Why We Built It
Delivering accurate NAVs, and delivering them on time, is the perhaps the most important responsibility of fund operations teams. Yet in today's outsourced-dominant world, asset managers
often have little visibility into this critical activity.
We developed the OnCorps AI NAV Timeliness Algorithm to help operations teams better predict delays in their NAV production process. By analyzing multiple data sources, our AI-powered algorithm learns which factors, or combination of factors, commonly lead to delays. The algorithm alerts teams when a NAV is expected to be delivered late, allowing them to proactively intervene earlier in order to more effectively mitigate risks.
How it Works
The algorithm uses three types of data to fuel its predictions and works seamlessly within the OnCorps AI NAV Oversight platform. It runs continuously and as soon as the NAV file is predicted to be late, sends an alert to the team, allowing them to re-allocate internal resources, communicate with the outsourced team, or notify relevant parties earlier in the day.

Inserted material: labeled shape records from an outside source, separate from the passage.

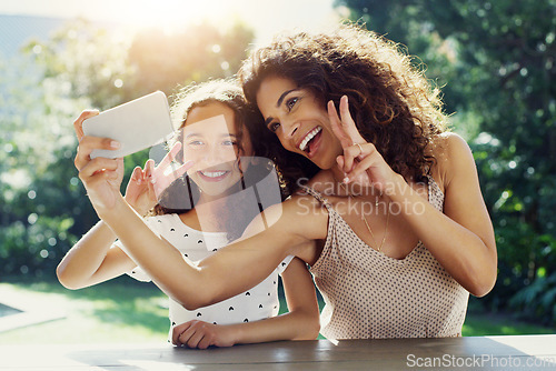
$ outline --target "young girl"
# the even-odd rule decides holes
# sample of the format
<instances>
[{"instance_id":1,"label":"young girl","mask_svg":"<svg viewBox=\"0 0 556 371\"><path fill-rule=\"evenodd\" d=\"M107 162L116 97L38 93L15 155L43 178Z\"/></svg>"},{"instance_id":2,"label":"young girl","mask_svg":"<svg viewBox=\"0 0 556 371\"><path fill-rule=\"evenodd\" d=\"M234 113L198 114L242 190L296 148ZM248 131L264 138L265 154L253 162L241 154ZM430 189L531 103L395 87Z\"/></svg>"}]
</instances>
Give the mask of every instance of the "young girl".
<instances>
[{"instance_id":1,"label":"young girl","mask_svg":"<svg viewBox=\"0 0 556 371\"><path fill-rule=\"evenodd\" d=\"M494 231L471 152L446 132L438 93L407 56L342 26L277 38L252 53L240 78L262 116L256 151L266 148L290 190L301 191L265 231L196 267L167 267L151 247L168 257L171 248L78 152L91 202L127 252L189 308L237 294L296 255L325 299L327 338L460 335L468 294L485 295L496 280ZM172 284L169 271L189 284Z\"/></svg>"},{"instance_id":2,"label":"young girl","mask_svg":"<svg viewBox=\"0 0 556 371\"><path fill-rule=\"evenodd\" d=\"M153 215L146 219L147 223L182 257L196 262L241 235L260 212L260 202L250 191L256 184L247 182L254 178L260 183L262 177L258 172L260 163L250 163L255 161L250 158L249 136L244 130L248 116L237 83L217 80L187 89L172 111L180 129L177 144L156 169L152 160L147 162L145 170L135 169L126 199L140 214L160 199L151 212ZM92 113L85 113L77 120L79 132L82 121L90 116ZM91 141L80 136L80 149L90 146ZM178 152L181 143L182 150ZM186 169L188 173L166 188L169 180L165 170L176 157L183 157L189 163L173 174ZM120 177L118 173L115 184L121 182ZM276 192L279 195L278 188ZM123 252L125 245L115 239L102 221L97 224L61 261L57 271L60 282L78 289L126 272L139 280L150 280L149 274ZM290 311L276 317L279 273ZM172 343L191 348L315 339L318 335L312 281L305 263L291 257L257 287L214 305L189 311L170 298L169 318Z\"/></svg>"}]
</instances>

- Intra-Day: Was the pricing file delivered late today? Is the Corporate Actions team behind?
- Historical: How often has the NAV file been late recently? What factors have historically caused delays?
- Market: How volatile was the market today? How many Corporate Actions were initiated?
OnCorps developed this algorithm for the operations team at a Top 5 global asset manager. In just 12 weeks of training, the algorithm has achieved a 93% mean accuracy rate in correctly predicting late NAV files, which should continue to improve over time as our models continually learn and optimize.